Juntos

De mil y una formas me imaginé esta situación... pero nunca creí que sucedería así. En mi cabeza, la más común, la que más se repetía y la que veía más plausible era tu llamada. Tenías mi teléfono, te lo había dado hacía años e incluso llegaste a llamarme. Aunque para mi desgracia, las dos veces que lo hiciste no pude atender tu llamada. Me quedé sin oír tu voz. O casi. 

 

Puedo recordarla de la noche en el chat de voz. Ese que instalaste en la web que habías creado del grupo. No funcionaba muy bien y estabas haciendo pruebas con él. Me habías pedido ayuda, pero tan atareado estabas que no te diste cuenta que me lo dijiste en la sala común del chat y no en nuestra conversación privada. Sucedió lo que tenía que suceder: entramos todos. De Valencia, de Bilbao, de Mallorca, de Murcia, de Santander... éramos varios y de distintos sitios, pero todas las noches las pasábamos juntos. Aquella fue una más, aunque apenas pude escucharte bien porque casi no hablaste y las pocas veces que lo hiciste, el resto de nuestros amigos hicieron que el chat se bloqueara. No dejaban de hablar y gritar todos a la vez porque, por fin, te poníamos voz. A ti, que nos uniste.

 

Y ahora, después de tantos años, un accidente nos ha reunido. 

 

Soy torpe, siempre lo he sabido. Mis tobillos pueden ser un peligro, sobre todo si llevo tacones. Hoy no pensaba ponérmelos, pero debía hacerlo y me alegro por ello. De acuerdo, me he hecho daño, aunque ahora eso me da igual. Pensé que caería al suelo, sin embargo no lo hice porque unas manos me agarraron. Las tuyas. 

 

-¿Estás bien? -preguntaste con preocupación, ayudándome a ponerme recta pero sin ver mi cara.

-Sí -dije antes de mirarte.
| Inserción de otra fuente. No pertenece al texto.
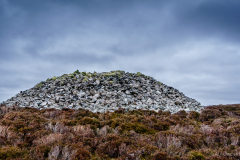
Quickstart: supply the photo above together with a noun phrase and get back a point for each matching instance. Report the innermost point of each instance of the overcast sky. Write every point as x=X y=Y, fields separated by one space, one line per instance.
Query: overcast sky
x=193 y=46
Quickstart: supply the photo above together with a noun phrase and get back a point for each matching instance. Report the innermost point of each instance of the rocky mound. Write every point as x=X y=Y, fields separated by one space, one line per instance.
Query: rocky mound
x=99 y=92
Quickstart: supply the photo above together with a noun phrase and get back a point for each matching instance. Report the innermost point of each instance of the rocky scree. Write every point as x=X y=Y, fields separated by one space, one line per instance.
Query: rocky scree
x=101 y=92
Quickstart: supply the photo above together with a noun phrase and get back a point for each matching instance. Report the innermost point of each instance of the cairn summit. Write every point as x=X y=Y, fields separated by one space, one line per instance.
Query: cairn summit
x=99 y=92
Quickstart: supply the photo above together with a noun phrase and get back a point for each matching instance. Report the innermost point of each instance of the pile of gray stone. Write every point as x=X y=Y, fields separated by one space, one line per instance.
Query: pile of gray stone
x=99 y=92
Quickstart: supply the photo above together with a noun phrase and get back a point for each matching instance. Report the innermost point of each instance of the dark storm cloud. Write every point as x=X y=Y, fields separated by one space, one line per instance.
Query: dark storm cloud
x=190 y=45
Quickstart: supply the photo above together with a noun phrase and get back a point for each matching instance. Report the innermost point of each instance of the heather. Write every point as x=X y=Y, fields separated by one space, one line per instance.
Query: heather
x=30 y=133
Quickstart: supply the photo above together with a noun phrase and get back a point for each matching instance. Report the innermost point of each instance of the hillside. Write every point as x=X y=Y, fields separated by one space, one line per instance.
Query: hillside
x=30 y=133
x=99 y=92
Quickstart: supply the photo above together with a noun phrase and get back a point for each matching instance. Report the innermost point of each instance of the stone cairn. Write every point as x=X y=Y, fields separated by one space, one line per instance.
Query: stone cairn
x=99 y=92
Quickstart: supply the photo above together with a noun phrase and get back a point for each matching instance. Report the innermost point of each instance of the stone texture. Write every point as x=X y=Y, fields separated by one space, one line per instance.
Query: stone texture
x=99 y=92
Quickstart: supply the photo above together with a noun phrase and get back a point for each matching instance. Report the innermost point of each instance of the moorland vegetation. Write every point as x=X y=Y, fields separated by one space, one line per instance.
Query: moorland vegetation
x=30 y=133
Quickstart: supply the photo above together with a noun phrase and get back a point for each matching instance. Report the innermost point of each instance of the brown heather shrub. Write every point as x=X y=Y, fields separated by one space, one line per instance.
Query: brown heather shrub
x=29 y=133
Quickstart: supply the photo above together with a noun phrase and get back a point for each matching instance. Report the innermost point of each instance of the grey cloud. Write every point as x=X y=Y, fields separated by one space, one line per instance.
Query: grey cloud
x=190 y=45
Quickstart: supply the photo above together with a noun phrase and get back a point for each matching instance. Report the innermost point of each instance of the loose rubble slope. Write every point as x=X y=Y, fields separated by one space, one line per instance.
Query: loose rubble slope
x=99 y=92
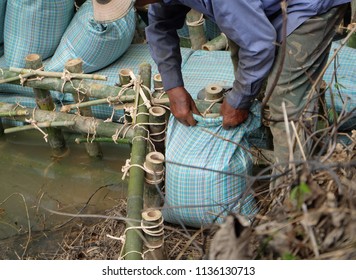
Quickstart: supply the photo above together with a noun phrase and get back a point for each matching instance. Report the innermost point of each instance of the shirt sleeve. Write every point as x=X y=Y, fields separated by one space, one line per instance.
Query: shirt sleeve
x=161 y=33
x=246 y=23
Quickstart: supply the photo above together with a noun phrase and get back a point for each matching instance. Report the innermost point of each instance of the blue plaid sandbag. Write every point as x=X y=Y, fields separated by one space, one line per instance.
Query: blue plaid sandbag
x=206 y=176
x=34 y=27
x=96 y=44
x=2 y=21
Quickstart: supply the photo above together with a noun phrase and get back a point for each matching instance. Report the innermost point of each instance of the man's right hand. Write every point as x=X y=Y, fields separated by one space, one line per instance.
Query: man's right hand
x=182 y=106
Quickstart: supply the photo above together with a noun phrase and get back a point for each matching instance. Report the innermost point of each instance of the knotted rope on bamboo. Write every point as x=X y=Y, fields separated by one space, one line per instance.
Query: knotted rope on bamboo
x=198 y=22
x=151 y=227
x=152 y=176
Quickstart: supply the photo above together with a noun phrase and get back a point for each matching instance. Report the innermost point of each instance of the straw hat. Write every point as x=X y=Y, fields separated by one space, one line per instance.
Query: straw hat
x=106 y=11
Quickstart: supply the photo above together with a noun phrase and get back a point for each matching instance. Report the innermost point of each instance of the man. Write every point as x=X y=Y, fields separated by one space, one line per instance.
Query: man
x=255 y=26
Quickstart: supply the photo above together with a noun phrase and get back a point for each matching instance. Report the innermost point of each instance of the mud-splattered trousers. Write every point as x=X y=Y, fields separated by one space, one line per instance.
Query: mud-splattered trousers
x=305 y=56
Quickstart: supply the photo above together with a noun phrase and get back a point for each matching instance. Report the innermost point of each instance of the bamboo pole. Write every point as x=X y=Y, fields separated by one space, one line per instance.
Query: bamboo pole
x=44 y=101
x=82 y=124
x=154 y=233
x=93 y=148
x=104 y=93
x=89 y=88
x=154 y=166
x=133 y=241
x=195 y=22
x=73 y=75
x=157 y=120
x=218 y=43
x=39 y=125
x=1 y=128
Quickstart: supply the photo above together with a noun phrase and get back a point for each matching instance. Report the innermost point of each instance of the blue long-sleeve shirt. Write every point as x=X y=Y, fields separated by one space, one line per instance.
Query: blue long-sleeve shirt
x=254 y=25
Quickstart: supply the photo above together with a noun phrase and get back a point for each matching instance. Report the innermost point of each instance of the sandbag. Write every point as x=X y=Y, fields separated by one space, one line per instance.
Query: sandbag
x=205 y=175
x=2 y=21
x=34 y=27
x=98 y=45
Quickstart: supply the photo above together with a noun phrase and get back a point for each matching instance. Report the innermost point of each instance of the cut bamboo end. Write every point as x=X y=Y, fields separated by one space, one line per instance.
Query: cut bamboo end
x=33 y=61
x=157 y=111
x=218 y=43
x=75 y=63
x=154 y=161
x=213 y=92
x=151 y=215
x=157 y=83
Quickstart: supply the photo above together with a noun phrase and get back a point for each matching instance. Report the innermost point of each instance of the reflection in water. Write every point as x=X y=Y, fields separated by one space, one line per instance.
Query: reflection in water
x=31 y=182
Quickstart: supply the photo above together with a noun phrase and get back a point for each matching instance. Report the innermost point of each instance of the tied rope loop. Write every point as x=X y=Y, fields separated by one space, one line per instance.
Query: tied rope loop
x=33 y=122
x=125 y=169
x=196 y=23
x=149 y=230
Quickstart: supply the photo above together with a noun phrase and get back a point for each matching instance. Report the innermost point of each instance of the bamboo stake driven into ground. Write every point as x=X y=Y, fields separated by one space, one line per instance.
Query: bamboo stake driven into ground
x=44 y=101
x=133 y=241
x=93 y=148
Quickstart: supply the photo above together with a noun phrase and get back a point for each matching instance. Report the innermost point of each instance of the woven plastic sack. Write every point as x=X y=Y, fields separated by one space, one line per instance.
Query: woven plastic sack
x=34 y=27
x=206 y=175
x=98 y=45
x=2 y=21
Entonces, te vi.

 

El tiempo ha pasado. Ahora algunas canas asoman tímidas en tu pelo negro, algunas arrugas enmarcan tus ojos oscuros. Ya no rondas la treintena, pasas de los cuarenta. Y yo ya no soy una adolescente. Ahora mis facciones no son tan aniñadas, mi sonrisa no es tan candorosa. 

 

Aun así, a pesar de los años, a pesar del recuerdo de las viejas fotografías que intercambiamos, fuimos capaces de reconocernos. 

 

-¿Gata? -susurraste impactado, haciendo referencia al personaje cuyo nombre utilizaba en el grupo.

-¿Dios? -respondí incrédula, haciendo referencia a la condición divina de tu nombre en el grupo. 

 

Sonreírmos, miramos a nuestro alrededor con la misma intención: buscar un sitio donde ponermos cómodos. Nos sentamos en uno de los bancos vacíos de la calle peatonal donde nos encontrábamos. 

 

Coloqué mi bolso a mi izquierda y crucé las piernas, nerviosa y mordiéndome el labio. Volvimos a mirarnos detenidamente, estudiándonos mutuamente.

 

-Nunca pensé que me sentaría así contigo -dijiste sonriendo tras un momento en silencio, retirando el pelo de mi rostro para colocarlo tras mi oreja.

 

Avergonzada, aparté la mirada de tu sonrisa, sabiendo a qué te referías, y la posé en en mis piernas. Hace años, cada noche en nuestras conversaciones privadas siempre me decías "Ven, gata, siéntate en el regazo de este cansado dios, déjame acariciar tu pelo". Y en ese instante, tu mano se posó sobre mi desnudo muslo. Tu dedo pulgar se deslizó sobre mi fría piel, calentádola.

 

-Mi casa está cerca -susurraste. Te miré, aún sonrojada y con la respiración entrecortada-. Ven conmigo, gatita, así podremos ponernos al día mientras estás sentada donde debes.